Hicks has also written to SA Power Networks chief executive officer Robert Stobbe, asking the company to support the union’s legal action to overturn the “unfair and illogical decision” and “restore industrial certainty to SA Power Networks and restore rights to [construction and maintenance services division] CaMS workers.”

"The building code was never designed for essential services such as power and telecommunications,” Hicks said.

“We always feared that code was intended to spread outside the building and construction sectors, stripping away fundamental employment protections for workers, imposing unwieldy obligations on employers, and threatening the long-standing industrial harmony that has been achieved sectors such as telecommunications and electricity distribution.”

The ABCC has a history of influencing the course of political events in Australia. Set up by the Howard government in 2005, it was then disbanded by Julia Gillard, only to be given a new lease of life by Malcolm Turnbull.

It also became the trigger for the 2016 ‘double-dissolution’ election which the Coalition only narrowly won.

According to a spokesperson for senator Cash, “This is just another desperate attempt by building unions to undermine the ABCC and the Building Code, which is designed to ensure safe and productive building sites and ensure that taxpayers’ money is not wasted.”

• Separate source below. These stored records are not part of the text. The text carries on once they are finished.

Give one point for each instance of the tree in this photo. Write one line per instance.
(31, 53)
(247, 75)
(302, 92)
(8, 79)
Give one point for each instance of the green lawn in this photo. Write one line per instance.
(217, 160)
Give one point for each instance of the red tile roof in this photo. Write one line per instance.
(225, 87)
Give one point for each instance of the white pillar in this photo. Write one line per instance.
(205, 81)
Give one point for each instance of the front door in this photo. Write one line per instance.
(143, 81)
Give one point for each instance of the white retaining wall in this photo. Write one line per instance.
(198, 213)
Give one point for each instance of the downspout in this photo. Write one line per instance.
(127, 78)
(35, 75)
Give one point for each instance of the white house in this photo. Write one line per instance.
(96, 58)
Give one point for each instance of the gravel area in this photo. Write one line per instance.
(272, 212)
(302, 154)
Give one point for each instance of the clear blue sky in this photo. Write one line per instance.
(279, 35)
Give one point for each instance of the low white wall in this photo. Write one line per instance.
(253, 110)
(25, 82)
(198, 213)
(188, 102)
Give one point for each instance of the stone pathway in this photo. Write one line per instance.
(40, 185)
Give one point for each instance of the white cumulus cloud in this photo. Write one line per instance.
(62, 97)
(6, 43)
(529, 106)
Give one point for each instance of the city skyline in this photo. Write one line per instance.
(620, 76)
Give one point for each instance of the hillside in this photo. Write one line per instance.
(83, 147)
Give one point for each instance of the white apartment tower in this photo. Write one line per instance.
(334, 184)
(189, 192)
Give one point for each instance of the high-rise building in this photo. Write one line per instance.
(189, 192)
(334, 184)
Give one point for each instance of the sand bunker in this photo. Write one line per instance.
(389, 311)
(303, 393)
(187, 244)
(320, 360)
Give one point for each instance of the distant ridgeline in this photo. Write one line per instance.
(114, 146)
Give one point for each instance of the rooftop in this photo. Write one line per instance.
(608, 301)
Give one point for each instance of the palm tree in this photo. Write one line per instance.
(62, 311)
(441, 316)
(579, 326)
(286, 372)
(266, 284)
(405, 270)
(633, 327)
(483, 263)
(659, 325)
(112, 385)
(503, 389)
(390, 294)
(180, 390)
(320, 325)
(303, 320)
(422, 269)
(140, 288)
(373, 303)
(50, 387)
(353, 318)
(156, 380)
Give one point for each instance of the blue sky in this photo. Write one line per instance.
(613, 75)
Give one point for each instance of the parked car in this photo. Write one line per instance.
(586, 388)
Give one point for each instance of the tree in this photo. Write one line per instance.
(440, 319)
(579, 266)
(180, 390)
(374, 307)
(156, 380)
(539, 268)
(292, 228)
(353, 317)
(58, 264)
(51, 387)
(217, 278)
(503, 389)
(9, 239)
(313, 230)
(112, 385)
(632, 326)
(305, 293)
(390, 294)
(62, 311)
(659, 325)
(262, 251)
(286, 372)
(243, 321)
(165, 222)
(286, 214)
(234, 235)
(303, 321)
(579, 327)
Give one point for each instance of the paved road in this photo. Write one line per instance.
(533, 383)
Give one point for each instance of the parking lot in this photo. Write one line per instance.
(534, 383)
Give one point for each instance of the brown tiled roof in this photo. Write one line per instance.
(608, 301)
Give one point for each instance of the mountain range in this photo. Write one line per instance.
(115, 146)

“It is a simple fact that the code actually enshrines workers’ rights and provides important safeguards, including the enforcement of security of payment laws which provides protection to small subcontractors,” said the spokesperson.

While the federal government says the code allows the ABCC commissioner to exempt companies from the code if they provide essential services, such as the provision of electricity, natural gas, water, waste water, or telecommunications, the CEPU’s Hicks claims there seems to be confusion within the ABCC over the actual role and function of telecommunications workers.

“The ABCC appears to have fundamentally misunderstood the role of SA Power Network’s construction and maintenance services division, leading to the preposterous finding that people who roll out and expand telecommunications and electricity services are not performing an essential service,” he says.